Deceptive Duplicates

LaRetta · November 11, 2008

You may be sorely surprised at your results when using [color:red]! to find duplicates ...

Values are duplicates only if word order is the same. When determining uniqueness in text fields, FileMaker Pro looks at the first 100 characters in each field.

In reality, the following will match as duplicates ...

[color:blue]¶

Always

[color:blue]Always

¶

[color:blue]Always

Never

[color:blue]Never

Always

We are not warned anywhere in Help that I can find that each LINE in a field is treated separately. I would not expect the above 6 records to match on [color:red]!.

A field's entire contents should be counted as ONE value, matching character by character. The reason a User would use [color:red]! is to find EXACT DUPLICATE VALUES within a field!! FM Help suggests, but does not adhere to, "Values are duplicates only if word order is the same." In the above example, the [color:blue]Always and [color:blue]Never are reversed. And you will end up with Never matching Always because somewhere in one field, both values may exist. Good grief, FileMaker!!

I realize FM means WORDS in a SINGLE line but it is very deceptive and poorly written and it does not fit the spirit of the purpose of using [color:red]! at all. I have always used calculations to find exact duplicates. But I have also constrained a record set down with [color:red]! to begin looping or working on a set. In my opinion, [color:red]! is worthless.

UPDATE: No, it is more than worthless ... it is dangerous which is why I'm bringing it up.

Edited November 11, 2008 by Guest
Added update

mr_vodka · November 11, 2008

In my opinion, [color:red]! is worthless.

IMO, the FM help is worthless. B)

Vaughan · November 11, 2008

There might be a trick in the way FMP works with "words".

If FMP is just looking at words, then "¶Always" and "Always¶" are the same, because the leading a trailing paragraph is stripped/ignored. They'll match "Always".

Where I work there is a person whose last name is 'Ilolahia where the first character is an apostrophe. The "word" functions like LeftWords() strip off the leading apostrophe.
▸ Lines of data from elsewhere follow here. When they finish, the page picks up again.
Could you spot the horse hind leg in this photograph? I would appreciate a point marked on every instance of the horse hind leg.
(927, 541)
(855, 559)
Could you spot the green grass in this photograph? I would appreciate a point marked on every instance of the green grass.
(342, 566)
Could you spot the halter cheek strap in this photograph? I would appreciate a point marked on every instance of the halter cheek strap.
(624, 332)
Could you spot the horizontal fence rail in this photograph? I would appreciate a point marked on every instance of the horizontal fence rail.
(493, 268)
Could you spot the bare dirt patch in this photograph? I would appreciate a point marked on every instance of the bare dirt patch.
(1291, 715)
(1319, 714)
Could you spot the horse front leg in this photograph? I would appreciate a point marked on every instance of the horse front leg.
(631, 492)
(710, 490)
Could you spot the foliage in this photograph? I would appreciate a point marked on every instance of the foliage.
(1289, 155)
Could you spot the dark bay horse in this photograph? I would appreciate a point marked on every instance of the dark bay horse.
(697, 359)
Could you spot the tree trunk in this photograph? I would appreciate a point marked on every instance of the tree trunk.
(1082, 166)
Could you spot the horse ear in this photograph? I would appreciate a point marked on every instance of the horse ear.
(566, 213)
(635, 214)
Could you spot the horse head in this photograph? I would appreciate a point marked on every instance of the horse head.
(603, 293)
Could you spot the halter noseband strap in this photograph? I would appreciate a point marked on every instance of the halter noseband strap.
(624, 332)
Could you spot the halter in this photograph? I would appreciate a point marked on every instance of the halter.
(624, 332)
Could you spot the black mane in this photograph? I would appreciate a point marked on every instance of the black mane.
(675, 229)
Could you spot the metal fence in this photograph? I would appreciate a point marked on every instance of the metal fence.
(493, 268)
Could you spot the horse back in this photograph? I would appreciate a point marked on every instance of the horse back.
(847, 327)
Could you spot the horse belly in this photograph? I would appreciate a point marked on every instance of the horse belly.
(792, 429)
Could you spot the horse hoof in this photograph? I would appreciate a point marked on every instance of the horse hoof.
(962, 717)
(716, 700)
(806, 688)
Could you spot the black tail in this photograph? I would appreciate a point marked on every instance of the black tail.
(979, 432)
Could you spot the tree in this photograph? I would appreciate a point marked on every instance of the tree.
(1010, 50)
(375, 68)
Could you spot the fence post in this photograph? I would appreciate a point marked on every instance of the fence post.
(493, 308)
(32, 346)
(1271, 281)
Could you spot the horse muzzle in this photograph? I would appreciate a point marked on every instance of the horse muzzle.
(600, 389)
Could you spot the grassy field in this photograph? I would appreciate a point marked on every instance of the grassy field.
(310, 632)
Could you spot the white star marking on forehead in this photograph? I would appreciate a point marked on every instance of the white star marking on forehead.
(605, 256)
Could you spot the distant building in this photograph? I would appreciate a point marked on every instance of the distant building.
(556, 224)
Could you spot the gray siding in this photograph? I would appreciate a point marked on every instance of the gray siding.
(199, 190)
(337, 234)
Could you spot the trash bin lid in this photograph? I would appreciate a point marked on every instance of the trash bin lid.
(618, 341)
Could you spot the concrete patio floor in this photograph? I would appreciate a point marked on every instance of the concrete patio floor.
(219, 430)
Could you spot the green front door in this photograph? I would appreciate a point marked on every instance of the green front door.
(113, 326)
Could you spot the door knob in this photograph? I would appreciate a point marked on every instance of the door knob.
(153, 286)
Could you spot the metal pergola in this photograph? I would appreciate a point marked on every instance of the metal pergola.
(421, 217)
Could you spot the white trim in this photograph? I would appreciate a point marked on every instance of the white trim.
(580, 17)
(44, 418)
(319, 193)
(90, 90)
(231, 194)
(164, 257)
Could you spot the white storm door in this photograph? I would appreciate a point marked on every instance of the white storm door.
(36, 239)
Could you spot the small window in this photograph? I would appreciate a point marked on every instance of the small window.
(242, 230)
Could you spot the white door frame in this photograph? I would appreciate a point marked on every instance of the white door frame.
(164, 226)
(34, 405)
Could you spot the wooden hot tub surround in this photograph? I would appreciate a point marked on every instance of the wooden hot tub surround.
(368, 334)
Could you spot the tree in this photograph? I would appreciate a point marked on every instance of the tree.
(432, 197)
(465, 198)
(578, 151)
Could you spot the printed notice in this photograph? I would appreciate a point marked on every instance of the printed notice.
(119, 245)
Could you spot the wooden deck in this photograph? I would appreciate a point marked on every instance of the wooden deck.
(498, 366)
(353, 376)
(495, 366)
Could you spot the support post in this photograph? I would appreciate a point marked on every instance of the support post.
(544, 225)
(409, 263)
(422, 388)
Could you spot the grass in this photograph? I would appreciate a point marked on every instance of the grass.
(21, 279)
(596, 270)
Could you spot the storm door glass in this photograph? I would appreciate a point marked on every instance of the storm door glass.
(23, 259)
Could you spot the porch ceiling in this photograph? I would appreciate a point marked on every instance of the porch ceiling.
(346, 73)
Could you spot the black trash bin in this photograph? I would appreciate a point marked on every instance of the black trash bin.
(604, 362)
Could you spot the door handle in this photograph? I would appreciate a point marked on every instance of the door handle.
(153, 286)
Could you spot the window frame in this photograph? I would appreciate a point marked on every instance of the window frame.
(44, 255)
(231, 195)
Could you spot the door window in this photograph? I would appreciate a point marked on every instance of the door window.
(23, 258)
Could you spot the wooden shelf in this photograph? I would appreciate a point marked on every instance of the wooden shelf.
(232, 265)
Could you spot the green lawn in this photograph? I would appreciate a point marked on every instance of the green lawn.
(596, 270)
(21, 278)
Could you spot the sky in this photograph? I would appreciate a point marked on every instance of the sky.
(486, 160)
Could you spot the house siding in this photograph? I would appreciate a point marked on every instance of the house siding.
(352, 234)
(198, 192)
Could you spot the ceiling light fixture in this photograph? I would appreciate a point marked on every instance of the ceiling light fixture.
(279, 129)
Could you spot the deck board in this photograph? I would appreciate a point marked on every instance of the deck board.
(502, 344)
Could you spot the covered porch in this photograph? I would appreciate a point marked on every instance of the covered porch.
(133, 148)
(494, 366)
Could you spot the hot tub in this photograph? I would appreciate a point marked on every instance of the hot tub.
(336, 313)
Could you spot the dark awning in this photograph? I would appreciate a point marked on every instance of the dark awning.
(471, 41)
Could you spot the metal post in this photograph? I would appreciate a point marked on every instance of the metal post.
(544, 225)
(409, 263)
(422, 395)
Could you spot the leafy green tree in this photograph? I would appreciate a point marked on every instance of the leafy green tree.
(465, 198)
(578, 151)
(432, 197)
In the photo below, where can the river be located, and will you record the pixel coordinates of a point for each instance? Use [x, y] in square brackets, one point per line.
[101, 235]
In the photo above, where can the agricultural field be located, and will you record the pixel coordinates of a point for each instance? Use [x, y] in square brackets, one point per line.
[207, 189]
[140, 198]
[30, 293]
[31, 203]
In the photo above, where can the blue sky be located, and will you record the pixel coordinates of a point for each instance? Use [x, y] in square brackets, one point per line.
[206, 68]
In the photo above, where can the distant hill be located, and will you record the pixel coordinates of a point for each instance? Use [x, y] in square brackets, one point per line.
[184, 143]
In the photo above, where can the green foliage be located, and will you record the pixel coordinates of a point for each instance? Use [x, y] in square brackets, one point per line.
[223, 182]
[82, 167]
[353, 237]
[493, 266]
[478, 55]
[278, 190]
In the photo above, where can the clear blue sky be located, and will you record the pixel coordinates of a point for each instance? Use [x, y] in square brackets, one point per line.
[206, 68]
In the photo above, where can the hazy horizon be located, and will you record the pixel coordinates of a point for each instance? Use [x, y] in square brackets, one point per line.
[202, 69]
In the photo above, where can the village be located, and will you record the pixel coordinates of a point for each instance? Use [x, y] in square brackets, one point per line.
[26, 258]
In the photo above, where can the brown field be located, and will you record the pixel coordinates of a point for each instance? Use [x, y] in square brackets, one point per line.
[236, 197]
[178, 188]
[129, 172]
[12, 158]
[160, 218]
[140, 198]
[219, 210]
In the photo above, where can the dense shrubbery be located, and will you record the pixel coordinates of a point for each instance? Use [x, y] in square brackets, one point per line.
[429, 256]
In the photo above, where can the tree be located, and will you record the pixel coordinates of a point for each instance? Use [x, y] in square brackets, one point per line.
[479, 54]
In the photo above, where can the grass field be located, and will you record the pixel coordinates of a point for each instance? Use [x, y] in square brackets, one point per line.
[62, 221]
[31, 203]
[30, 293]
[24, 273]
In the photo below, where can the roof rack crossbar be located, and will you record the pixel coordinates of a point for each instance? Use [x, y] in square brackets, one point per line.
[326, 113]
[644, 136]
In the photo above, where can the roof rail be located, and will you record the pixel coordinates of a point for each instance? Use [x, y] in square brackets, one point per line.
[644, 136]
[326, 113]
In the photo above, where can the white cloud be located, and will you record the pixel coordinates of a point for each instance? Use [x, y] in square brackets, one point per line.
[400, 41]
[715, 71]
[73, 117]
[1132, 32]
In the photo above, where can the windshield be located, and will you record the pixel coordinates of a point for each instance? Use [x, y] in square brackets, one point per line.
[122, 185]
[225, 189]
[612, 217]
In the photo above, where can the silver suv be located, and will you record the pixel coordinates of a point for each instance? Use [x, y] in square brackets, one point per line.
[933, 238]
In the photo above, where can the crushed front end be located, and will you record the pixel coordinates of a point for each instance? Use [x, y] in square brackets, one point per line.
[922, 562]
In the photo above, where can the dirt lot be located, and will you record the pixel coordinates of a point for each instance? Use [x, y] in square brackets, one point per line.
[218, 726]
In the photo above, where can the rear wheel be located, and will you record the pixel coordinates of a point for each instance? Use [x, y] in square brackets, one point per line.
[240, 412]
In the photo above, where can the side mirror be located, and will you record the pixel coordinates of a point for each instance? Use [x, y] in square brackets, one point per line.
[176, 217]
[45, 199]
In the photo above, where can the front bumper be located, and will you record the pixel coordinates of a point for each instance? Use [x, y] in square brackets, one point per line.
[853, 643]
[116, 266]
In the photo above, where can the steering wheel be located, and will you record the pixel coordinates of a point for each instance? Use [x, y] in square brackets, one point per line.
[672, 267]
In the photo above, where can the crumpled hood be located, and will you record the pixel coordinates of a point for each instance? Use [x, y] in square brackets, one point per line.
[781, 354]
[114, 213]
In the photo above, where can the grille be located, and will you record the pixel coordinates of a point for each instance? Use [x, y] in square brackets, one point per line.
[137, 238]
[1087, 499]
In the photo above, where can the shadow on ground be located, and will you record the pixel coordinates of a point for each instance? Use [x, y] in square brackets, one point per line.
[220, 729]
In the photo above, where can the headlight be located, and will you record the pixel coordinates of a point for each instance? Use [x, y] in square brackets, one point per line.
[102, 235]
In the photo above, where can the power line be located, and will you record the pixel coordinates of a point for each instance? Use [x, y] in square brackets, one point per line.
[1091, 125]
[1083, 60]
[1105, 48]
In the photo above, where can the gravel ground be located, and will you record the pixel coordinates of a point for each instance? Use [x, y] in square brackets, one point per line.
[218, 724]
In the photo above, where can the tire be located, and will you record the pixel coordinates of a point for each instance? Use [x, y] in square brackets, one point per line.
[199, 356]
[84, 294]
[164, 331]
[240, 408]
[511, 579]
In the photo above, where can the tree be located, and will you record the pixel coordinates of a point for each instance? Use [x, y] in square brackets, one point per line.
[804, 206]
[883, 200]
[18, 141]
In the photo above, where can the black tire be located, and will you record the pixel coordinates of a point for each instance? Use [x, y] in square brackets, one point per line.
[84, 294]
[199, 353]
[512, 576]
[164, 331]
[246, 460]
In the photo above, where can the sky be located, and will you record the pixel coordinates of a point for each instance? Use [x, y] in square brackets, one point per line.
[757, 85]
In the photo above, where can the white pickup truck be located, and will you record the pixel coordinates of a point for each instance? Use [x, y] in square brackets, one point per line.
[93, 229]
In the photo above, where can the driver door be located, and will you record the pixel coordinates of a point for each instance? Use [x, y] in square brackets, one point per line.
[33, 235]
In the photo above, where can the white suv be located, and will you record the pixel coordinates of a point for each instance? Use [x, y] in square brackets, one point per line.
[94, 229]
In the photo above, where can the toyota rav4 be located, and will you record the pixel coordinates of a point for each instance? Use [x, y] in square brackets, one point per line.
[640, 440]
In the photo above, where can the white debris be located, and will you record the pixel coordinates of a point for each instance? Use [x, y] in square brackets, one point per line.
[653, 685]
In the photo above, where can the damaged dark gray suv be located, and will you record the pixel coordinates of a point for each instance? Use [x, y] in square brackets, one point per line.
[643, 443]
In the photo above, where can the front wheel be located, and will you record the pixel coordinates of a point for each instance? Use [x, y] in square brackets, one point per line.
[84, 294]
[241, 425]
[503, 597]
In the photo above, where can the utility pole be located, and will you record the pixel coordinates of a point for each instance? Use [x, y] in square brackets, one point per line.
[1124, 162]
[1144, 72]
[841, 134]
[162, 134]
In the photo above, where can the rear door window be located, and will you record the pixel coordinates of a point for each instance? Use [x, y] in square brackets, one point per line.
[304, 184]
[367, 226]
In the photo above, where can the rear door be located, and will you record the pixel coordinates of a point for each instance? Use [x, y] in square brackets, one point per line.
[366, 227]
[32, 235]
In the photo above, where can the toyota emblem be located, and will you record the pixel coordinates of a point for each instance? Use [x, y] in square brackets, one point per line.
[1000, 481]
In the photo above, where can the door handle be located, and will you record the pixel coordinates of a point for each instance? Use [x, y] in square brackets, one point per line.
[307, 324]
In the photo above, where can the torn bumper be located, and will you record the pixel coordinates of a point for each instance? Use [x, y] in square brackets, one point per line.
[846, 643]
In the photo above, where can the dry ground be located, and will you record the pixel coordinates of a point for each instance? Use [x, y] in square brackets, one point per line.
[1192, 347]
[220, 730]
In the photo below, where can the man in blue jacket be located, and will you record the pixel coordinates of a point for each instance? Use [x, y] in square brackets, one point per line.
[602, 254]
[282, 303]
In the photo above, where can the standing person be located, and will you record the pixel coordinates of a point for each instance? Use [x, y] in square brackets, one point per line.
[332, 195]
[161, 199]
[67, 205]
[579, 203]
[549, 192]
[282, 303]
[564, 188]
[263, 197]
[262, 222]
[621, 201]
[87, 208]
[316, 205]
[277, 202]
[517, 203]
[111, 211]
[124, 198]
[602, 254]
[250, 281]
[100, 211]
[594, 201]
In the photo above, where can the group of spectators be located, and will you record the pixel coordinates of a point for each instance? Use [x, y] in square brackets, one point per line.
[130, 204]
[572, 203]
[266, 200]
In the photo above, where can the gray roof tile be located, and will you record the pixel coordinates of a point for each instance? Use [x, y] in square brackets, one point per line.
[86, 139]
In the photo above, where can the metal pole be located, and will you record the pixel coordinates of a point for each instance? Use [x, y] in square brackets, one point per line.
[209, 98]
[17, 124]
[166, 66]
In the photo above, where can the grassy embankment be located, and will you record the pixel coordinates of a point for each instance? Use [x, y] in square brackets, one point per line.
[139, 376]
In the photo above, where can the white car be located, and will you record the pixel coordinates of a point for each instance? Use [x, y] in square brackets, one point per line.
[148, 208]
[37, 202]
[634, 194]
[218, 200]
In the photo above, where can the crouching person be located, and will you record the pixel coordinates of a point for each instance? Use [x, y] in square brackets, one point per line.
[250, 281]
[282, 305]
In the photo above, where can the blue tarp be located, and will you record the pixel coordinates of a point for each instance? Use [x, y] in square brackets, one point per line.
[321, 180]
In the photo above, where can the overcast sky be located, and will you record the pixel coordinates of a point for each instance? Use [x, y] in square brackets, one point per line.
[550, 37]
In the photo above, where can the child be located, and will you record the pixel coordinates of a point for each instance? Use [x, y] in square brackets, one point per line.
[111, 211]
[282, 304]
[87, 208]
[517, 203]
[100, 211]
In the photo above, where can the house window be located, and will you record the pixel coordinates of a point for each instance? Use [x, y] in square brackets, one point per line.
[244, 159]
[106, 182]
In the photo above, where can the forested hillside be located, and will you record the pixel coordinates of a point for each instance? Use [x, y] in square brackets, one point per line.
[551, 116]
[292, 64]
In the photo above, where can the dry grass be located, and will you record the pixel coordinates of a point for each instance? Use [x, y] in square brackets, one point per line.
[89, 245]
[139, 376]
Apostrophes, commas, spaces and a few others like hyphens act as word separators (though the behaviour differs in text that looks like dates).

Vaughan · November 11, 2008

I just did a test in the data viewer with...

wordcount( "¶always¶never¶at the end" )

... and it evaluates to 5. So FMP is ignoring the ¶s completely.

So for your original examples, FMP only sees

always

always never

never

never always

regardless of the placement of carriage returns.

comment · November 11, 2008

I believe it's not about words, but about indexing (the 100 characters limit is a dead giveaway). It seems that if two records share an index entry, they're considered to be duplicates of each other.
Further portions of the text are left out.